YIL: 2
SAYI: 20
AĞUSTOS 1999
 

önceki

yazdır

 
Av. Hulusi METİN
 
REKABET KANUNUNUN 4. MADDESİ VE FRANCHİSE ANLAŞMASI


            1- SUNUŞ                        : 

            Dergimizin Temmuz sayısındaki yazımızda, Rekabet Kurumu Başkanlığı'nın 1998/7 No.lu Tebliğ ile, 4054 sayılı Rekabetin Korunması Hakkında Kanunun md. 5/son fıkrası uyarınca1 "FRANCHİSE ANLAŞMALARINA" "Grup Muafiyeti" tanınmış olduğunu, ancak bu tebliğin, anılan Kanunun (5.), (27.) ve Borçlar Yasasının 19. maddelerine aykırı olduğu görüşümüzü özet olarak irdelemeye çalışmıştık.

            Bu yazımızda ise, önce 4054 s. Kanununun (4). maddesini inceleyecek ve sonra da, maddede belirtilen "yasaklardan kurtuluş yolu" olarak "dayatılan" Franchise konusunu ele alıp, "Neden "Franchise" anlaşması?" sorusuna, -varsa- hukuksal bir yanıt aramaya çalışacağız.

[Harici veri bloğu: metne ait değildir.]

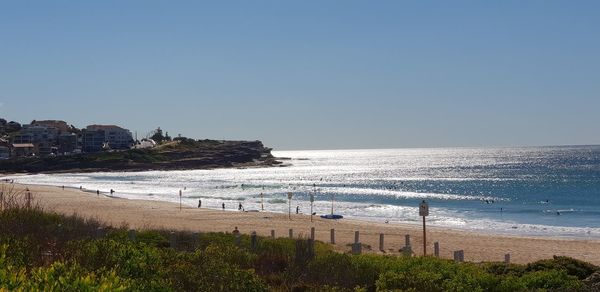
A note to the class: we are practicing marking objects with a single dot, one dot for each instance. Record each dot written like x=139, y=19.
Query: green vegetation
x=183, y=153
x=45, y=251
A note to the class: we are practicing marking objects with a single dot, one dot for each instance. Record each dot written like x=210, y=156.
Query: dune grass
x=41, y=250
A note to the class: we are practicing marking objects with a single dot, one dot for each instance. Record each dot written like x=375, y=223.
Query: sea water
x=544, y=191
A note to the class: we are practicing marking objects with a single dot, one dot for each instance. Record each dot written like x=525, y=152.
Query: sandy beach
x=140, y=214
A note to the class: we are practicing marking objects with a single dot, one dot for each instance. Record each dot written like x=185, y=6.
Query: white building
x=94, y=137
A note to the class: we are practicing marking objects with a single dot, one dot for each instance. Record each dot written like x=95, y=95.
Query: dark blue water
x=553, y=191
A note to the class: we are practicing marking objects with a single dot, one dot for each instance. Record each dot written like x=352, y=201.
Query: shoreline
x=147, y=214
x=358, y=220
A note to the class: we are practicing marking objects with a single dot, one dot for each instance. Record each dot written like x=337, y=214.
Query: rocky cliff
x=186, y=154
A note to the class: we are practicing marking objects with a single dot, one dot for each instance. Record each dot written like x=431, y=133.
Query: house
x=61, y=126
x=67, y=143
x=23, y=150
x=43, y=137
x=96, y=137
x=5, y=148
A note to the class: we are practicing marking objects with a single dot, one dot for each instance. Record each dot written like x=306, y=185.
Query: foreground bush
x=42, y=251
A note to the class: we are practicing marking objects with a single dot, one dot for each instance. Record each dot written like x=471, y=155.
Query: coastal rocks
x=203, y=154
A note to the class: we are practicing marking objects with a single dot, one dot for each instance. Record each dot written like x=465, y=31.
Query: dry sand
x=140, y=214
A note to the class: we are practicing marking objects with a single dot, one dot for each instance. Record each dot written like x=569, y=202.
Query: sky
x=310, y=74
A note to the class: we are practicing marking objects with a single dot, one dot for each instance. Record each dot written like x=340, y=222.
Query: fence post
x=407, y=249
x=459, y=255
x=237, y=239
x=132, y=235
x=196, y=240
x=253, y=241
x=332, y=240
x=99, y=232
x=357, y=246
x=172, y=240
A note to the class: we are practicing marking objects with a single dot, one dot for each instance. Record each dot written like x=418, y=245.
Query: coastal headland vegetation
x=55, y=146
x=173, y=155
x=43, y=250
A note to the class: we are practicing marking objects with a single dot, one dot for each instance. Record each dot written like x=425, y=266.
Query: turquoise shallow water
x=553, y=191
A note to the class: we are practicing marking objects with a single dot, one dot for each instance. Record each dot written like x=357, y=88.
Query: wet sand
x=140, y=214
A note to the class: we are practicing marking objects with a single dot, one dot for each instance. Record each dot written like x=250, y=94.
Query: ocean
x=541, y=191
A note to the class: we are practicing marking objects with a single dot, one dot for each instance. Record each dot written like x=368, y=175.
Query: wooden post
x=459, y=255
x=196, y=240
x=424, y=238
x=290, y=205
x=99, y=232
x=237, y=238
x=407, y=249
x=424, y=211
x=172, y=240
x=253, y=241
x=332, y=240
x=356, y=247
x=132, y=234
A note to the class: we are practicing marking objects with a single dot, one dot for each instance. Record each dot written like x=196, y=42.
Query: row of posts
x=458, y=255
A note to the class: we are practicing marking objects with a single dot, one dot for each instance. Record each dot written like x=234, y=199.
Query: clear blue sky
x=310, y=74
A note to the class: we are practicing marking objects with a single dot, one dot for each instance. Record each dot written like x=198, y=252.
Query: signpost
x=424, y=211
x=332, y=198
x=262, y=207
x=179, y=200
x=290, y=205
x=312, y=200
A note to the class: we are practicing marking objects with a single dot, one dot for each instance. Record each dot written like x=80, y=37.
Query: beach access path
x=141, y=214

            Amacımız; bir sözleşme tipine "Tebliğ" ile ayrıcalık / üstünlük sağlanmış olması sonucu, Borçlar Kanununun 19. Maddesi anlam ve kapsamında, "Akit yapma özgürlüğünün", -en azından- "sınırlandırılışının" hukuksallığını tartışmaktır.

            2- 4054 SAYILI KANUNUN (4). MADDESİ           

            Kanunun, "Yasaklanan Faaliyetler - Rekabeti Sınırlayıcı Anlaşma, Uyumlu Eylem ve Kararlar" başlığı altındaki (4.) maddesine göre : Belirli bir mal veya hizmet piyasasında, doğrudan veya dolaylı olarak REKABETİ ENGELLEME, BOZMA ya da KISITLAMA amacını taşıyan veya bu etkiyi doğuran yahut doğurabilecek nitelikte olan teşebbüsler arası anlaşmalar, uyumlu eylemler ve teşebbüs birliklerinin bu tür karar ve eylemleri hukuka aykırı ve yasaktır.2

            O halde maddede belirtilen yasaklara aykırı hükümler taşımayan herhangi bir sözleşme tipi de, Rekabetin Korunması Hakkında Kanun için makbul bir sözleşmedir. Üstelik, Yasanın Hakim durumun kötüye kullanılmasına ilişkin 6. Maddesi; tebliğin 10. maddesi yollamasıyla franchise anlaşmalarına da uygulanabileceğine göre; yasaklara uyan herhangi bir sözleşme tipi ile franchise anlaşmaları arasında bu bağlamda hiçbir fark yok demektir.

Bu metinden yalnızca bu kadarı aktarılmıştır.